The Tears of St. Lawrence
The near-full moon bleaches out all but the brightest of this year’s Perseid meteor shower
The moon waxes to full Saturday, rising between the dim water constellations Aquarius and Capricornus. August’s full moon is named the Green Corn Moon, the Grain Moon and the Sturgeon Moon, for the great fish that once filled our waterways.
That same moon, alas, bleaches out all but the brightest bursts from this year’s Perseid meteor shower, which peaks late Friday. Still, away from city lights between midnight and dawn, don’t be surprised if you see an especially bright meteor streak through the heavens.

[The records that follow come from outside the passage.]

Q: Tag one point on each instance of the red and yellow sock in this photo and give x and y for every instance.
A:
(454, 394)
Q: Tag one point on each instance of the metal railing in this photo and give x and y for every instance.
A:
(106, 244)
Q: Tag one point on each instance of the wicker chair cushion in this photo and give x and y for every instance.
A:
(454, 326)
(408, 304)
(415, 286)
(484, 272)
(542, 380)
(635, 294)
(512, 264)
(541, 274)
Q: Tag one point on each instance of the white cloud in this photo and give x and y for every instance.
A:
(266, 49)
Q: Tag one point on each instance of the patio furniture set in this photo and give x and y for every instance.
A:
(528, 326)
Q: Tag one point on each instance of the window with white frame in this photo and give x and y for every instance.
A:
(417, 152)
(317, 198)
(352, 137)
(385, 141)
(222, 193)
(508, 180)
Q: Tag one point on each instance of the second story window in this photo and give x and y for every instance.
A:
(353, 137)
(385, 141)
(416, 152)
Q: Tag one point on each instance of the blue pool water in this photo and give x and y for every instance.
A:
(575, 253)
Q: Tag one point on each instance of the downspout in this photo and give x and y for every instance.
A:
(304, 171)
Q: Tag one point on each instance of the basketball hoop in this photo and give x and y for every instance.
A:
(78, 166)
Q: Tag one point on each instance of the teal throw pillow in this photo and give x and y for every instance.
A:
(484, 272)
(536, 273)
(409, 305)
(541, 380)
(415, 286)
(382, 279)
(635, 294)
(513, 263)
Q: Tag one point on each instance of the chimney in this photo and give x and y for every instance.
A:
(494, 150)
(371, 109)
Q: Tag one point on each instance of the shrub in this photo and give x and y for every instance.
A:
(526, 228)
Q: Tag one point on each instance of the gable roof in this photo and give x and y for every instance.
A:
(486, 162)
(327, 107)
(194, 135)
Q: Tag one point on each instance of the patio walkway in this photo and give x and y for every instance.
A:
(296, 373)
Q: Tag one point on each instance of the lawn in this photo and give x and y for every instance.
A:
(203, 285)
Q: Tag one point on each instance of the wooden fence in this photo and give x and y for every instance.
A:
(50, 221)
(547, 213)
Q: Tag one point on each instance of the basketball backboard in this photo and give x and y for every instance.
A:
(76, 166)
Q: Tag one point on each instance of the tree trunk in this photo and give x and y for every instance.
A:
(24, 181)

Each year at this time, Earth passes through the trail of comet Swift-Tuttle, which orbits our sun. While the comet itself is currently at the far edge of the solar system, the wake of debris from it stretches millions of miles. As we pass through that field, the typically tiny bits of dust and ice ignite as they strike the planet’s atmosphere, with the largest streaking across our skies as so-called shooting stars.
The Perseids were once commonly called the Tears of St. Lawrence, in honor of the Christian martyr Laurentius, put to death by the Romans in 258ad. Strapped to an iron stove to be burned alive, during which he exclaimed, “I am already roasted on one side and, if thou wouldst have me well cooked, it is time to turn me on the other.”
As the sun sets this week around 8pm, Saturn appears in the southwest, with icy-glowing Spica a dozen degrees to the south. By 10:30, both have sunk beneath the horizon.
Shortly after Saturn sets in the west, Jupiter rises in the east. At magnitude –2.5, the gaseous giant is the brightest object in the heavens. As dawn approaches, it is high in the southeast.
Mars rises after 2am, perched midway between the horns of Taurus the Bull to the south and the twins Castor and Pollux to the north.